[The Shadow of the Cathedral by Vicente Blasco Ibanez]@TWC D-Link bookThe Shadow of the Cathedral CHAPTER I 9/36
All the servants of the Cathedral envied him his post, which was the most lucrative of all, to say nothing of the favour he enjoyed with the archbishop and the canons. "Virgin's blue" considered the Cathedral as his own peculiar property, and he often came very near turning out those who inspired him with any antipathy. He fixed his bold eyes on the vagabond he saw walking about the church, making an effort to raise his overhanging brows.
Where had he seen this strange fellow before? Gabriel noted the effort he made to recall his memory, and turned his back to examine with pretended interest a coloured panel hanging on a pillar. Flying from the curiosity excited by his presence in the fane, he went out into the cloister; there he felt more at his ease, quite alone. The beggars were chattering, seated on the doorsteps of the Mollete; many of the clergy passed through them, entering the church hurriedly by the door of the Presentacion; the beggars saluted them all by name, but without stretching out their hands.

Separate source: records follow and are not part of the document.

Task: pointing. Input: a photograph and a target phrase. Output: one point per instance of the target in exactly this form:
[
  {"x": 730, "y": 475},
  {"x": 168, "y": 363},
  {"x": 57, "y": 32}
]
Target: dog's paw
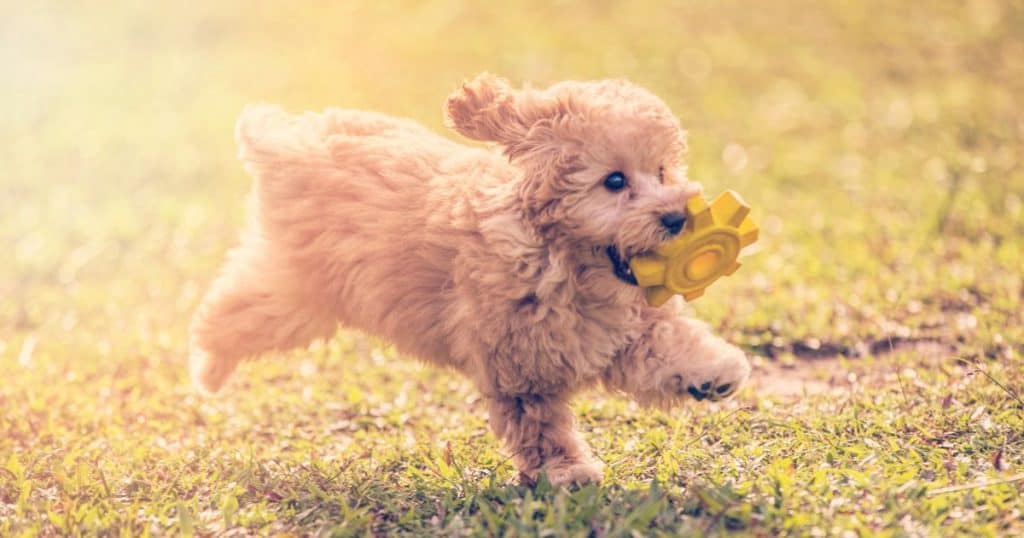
[
  {"x": 717, "y": 379},
  {"x": 568, "y": 472}
]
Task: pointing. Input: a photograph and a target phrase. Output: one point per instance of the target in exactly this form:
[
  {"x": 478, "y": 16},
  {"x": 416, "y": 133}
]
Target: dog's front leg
[
  {"x": 677, "y": 358},
  {"x": 540, "y": 432}
]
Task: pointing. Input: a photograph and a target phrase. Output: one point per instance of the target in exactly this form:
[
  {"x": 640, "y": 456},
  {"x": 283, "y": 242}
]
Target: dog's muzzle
[{"x": 621, "y": 266}]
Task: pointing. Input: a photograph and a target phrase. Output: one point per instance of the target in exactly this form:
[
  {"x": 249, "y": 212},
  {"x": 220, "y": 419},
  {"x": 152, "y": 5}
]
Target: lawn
[{"x": 882, "y": 146}]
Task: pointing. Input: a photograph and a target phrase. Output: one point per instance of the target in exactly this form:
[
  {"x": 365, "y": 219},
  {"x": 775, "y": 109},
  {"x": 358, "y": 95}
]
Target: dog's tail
[{"x": 270, "y": 139}]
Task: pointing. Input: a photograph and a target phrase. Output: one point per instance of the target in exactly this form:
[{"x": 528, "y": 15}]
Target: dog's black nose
[{"x": 673, "y": 221}]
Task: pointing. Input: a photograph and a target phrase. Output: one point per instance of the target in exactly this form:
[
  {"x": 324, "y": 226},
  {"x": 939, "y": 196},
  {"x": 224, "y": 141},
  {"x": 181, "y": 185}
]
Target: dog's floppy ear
[{"x": 487, "y": 109}]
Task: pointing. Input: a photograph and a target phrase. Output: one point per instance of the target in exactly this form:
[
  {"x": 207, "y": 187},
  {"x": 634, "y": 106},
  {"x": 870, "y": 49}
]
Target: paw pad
[{"x": 711, "y": 391}]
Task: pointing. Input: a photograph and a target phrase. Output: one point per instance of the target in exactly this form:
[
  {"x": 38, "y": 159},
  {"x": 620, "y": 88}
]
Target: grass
[{"x": 882, "y": 145}]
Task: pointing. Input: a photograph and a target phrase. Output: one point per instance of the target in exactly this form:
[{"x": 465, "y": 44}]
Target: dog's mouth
[{"x": 621, "y": 265}]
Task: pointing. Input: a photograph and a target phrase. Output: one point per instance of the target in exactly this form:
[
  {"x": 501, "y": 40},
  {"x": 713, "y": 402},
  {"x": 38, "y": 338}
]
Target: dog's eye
[{"x": 614, "y": 181}]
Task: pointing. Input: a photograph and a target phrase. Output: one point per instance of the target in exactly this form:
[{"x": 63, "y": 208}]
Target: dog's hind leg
[{"x": 257, "y": 304}]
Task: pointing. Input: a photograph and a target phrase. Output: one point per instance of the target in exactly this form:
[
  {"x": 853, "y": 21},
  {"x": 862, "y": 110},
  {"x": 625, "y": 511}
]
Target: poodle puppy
[{"x": 508, "y": 264}]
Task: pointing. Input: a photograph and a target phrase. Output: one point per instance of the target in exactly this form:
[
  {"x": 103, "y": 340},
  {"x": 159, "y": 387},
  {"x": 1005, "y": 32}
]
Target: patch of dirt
[{"x": 837, "y": 373}]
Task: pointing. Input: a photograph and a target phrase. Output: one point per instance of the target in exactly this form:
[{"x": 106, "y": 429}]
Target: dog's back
[{"x": 354, "y": 219}]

They knew them, they all belonged to the "household," and among friends one does not beg.
They were there to fall on the strangers, and they waited patiently for the coming of the English; for, surely, all the strangers who came from Madrid by the early morning train could only be from England. Gabriel waited near the door, knowing that those coming from the cloister must enter by it.
He crossed the archbishop's arch, and, following the open staircase of the palace, descended into the street, re-entering the church by the Mollete door.